The inimitable Jack Hough discusses small-cap stocks in his column this week.
"It’s an asset class so perennially disappointing that mutual fund reports should come with sympathy cards.
The Russell 2000 small-cap index should be renamed the Don’t Do It.
I’d rather diversify into betting pickleball on FanDuel."On a more serious note...
Valuations are the strongest predictors of small-cap returns.
Free cash flow and dividends are better predictors of small-cap performance than earnings growth rates.
Historically, small-caps have outperformed during episodes of stagflation.
More than a third of companies in the Russell 2000 are unprofitable
while the tally for S&P SmallCap 600 companies is only 9%.
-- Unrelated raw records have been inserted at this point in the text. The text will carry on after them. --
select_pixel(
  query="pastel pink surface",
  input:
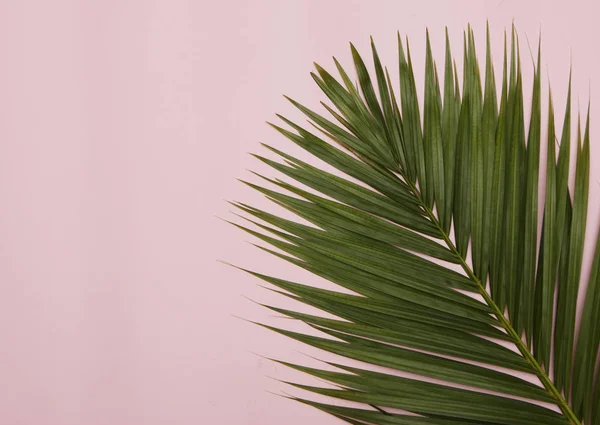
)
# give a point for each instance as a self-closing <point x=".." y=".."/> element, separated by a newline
<point x="123" y="128"/>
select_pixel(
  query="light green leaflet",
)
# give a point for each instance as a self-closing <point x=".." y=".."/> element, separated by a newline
<point x="426" y="180"/>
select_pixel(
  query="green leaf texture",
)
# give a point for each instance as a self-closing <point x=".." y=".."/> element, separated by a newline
<point x="427" y="215"/>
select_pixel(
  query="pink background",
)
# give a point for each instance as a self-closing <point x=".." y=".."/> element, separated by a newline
<point x="123" y="127"/>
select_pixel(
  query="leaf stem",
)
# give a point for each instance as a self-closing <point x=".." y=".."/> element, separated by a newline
<point x="538" y="370"/>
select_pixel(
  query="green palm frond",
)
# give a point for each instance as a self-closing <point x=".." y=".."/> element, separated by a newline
<point x="423" y="189"/>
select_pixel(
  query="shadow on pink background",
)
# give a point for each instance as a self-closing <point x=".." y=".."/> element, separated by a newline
<point x="123" y="128"/>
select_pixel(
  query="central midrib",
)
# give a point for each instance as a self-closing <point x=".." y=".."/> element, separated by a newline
<point x="506" y="325"/>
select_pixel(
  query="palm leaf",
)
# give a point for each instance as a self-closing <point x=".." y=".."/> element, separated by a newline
<point x="381" y="227"/>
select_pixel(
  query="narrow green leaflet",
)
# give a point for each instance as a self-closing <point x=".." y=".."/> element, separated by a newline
<point x="568" y="287"/>
<point x="428" y="231"/>
<point x="530" y="228"/>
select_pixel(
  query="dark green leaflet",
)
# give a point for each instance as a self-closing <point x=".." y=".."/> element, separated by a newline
<point x="379" y="225"/>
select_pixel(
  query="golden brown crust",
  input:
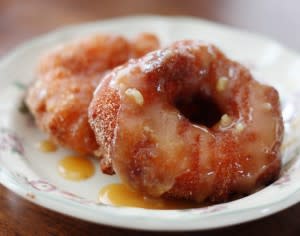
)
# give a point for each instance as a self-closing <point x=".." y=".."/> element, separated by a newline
<point x="159" y="151"/>
<point x="66" y="80"/>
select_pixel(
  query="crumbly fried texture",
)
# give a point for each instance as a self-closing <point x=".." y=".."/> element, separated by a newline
<point x="164" y="144"/>
<point x="66" y="78"/>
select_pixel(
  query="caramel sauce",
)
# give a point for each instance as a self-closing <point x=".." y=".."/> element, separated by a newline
<point x="122" y="195"/>
<point x="47" y="146"/>
<point x="76" y="168"/>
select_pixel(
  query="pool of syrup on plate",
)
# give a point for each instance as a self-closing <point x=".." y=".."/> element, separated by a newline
<point x="78" y="168"/>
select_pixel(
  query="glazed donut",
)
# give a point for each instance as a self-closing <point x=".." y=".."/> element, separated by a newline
<point x="185" y="122"/>
<point x="65" y="81"/>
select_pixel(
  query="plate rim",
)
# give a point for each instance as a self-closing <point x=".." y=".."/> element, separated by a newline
<point x="41" y="199"/>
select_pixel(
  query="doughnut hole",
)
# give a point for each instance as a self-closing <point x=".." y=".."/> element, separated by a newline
<point x="199" y="109"/>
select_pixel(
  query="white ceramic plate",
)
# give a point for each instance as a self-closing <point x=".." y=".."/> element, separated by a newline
<point x="28" y="172"/>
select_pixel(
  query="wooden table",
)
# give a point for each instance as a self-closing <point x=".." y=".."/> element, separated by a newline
<point x="22" y="20"/>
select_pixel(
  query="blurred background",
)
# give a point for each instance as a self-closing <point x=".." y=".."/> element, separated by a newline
<point x="22" y="20"/>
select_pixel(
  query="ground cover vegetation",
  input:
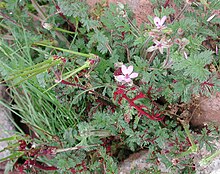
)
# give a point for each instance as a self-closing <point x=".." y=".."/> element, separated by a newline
<point x="92" y="87"/>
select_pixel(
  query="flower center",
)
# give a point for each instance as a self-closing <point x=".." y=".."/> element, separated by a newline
<point x="127" y="76"/>
<point x="160" y="45"/>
Over the past decade, investors made 108% in the Vanguard S&P Small-Cap 600 ETf
vs. 90% in the iShares Russell 2000 ETf and 236% in the SPDR S&P 500 ETf.
"BofA takes all of this to mean that small-cap quality has bottomed
and begun to improve, and that AI can pay off for small companies, too.
In the debate between 'small-caps are due' and 'small-caps are dead,'
the bank reckons the truth is somewhere in the middle,
and that small-caps are a good diversifier, with better stock-picking opportunities than large-caps."The author mentions several small-cap funds and individual stocks to consider.
https://www.msn.com/en-us/money/topstocks/small-cap-stocks-are-underloved-why-their-time-may-be-coming/ar-AA1GewXj
Comments
Whether you're in larger, or smaller, caps, I think there are better options than cap-weighting everything hanging on to a market listing.
I smiled at the reference to dial-ups. It's not hard to find sites on the internet that will play the sound for you if you're nostalgic.
keep in mind the R2000 may be representative of companies of that mkt size, but not reprentative of how one should invest. more so than most american indices, it has a high % of current and historically unprofitable companies.
probably the best example of why any mkt cap weight index makes little fundamental sense.
IWM is OK for benchmarking. Many funds use it because it may be easier to beat.
Not sure I will ever wade back in. Can we even predict how tariffs will impact small caps?
If you're a believer there's a fund for that - CALF. I used it awhile back probably when there was another banging of the drums for small-caps but am currently out.